Evolution (5 stages, order + dates): Mainframe 1959 → Personal Computer 1981 → Client/Server 1980s → Enterprise Computing 1990s → Cloud & Mobile mid-2000s. (“My PC Eventually Clouds”)

7 infrastructure components (binning: software that works → #5; raw machines → #3; humans → #7):

  1. data management & storage (Amazon S3, Redshift)
  2. internet platforms (web servers, AWS Lambda)
  3. computer hardware (EC2, servers = the metal)
  4. operating systems (Linux, iOS)
  5. enterprise software applications (SAP, SageMaker, EMR = software that does work)
  6. networking/telecommunications (content delivery networks, Cisco, internet service providers)
  7. consulting & system integration (Accenture = people you hire)

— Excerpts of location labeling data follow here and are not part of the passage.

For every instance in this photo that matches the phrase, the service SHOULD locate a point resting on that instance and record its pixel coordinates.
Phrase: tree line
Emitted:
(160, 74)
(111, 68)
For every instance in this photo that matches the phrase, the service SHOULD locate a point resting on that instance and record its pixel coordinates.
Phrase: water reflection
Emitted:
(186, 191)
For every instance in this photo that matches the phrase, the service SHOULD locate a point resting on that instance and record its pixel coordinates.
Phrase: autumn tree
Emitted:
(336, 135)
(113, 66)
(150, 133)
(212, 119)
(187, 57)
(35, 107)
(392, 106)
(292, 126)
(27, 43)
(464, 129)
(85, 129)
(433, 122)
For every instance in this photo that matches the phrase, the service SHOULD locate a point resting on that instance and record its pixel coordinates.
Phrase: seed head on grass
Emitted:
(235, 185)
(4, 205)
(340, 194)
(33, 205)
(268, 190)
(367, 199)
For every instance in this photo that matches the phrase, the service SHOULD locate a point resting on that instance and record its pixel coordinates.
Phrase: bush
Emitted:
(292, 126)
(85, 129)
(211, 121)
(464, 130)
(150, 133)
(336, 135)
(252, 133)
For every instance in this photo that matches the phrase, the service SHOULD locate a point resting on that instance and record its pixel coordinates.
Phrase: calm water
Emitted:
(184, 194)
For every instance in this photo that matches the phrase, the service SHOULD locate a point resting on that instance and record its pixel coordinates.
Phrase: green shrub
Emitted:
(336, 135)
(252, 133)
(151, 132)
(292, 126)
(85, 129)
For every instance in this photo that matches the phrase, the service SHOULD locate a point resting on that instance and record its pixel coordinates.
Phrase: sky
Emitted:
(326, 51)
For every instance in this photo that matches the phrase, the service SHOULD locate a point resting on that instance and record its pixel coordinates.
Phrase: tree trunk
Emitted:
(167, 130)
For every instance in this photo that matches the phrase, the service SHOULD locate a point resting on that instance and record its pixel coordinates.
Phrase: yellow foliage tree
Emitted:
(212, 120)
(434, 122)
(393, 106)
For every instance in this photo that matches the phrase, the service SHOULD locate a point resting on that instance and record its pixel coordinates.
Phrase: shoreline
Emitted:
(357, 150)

Hardware trends: cloud computing (infrastructure / platform / software as a service) · edge computing (closer to the source, lower latency) · green computing · mobile platform · consumerization of IT / bring your own device (BYOD) · quantum computing. Software trends: open-source software / Linux · web services (XML, service-oriented architecture) · outsourcing + cloud services · software for the web (browsers, Java, HTML/HTML5).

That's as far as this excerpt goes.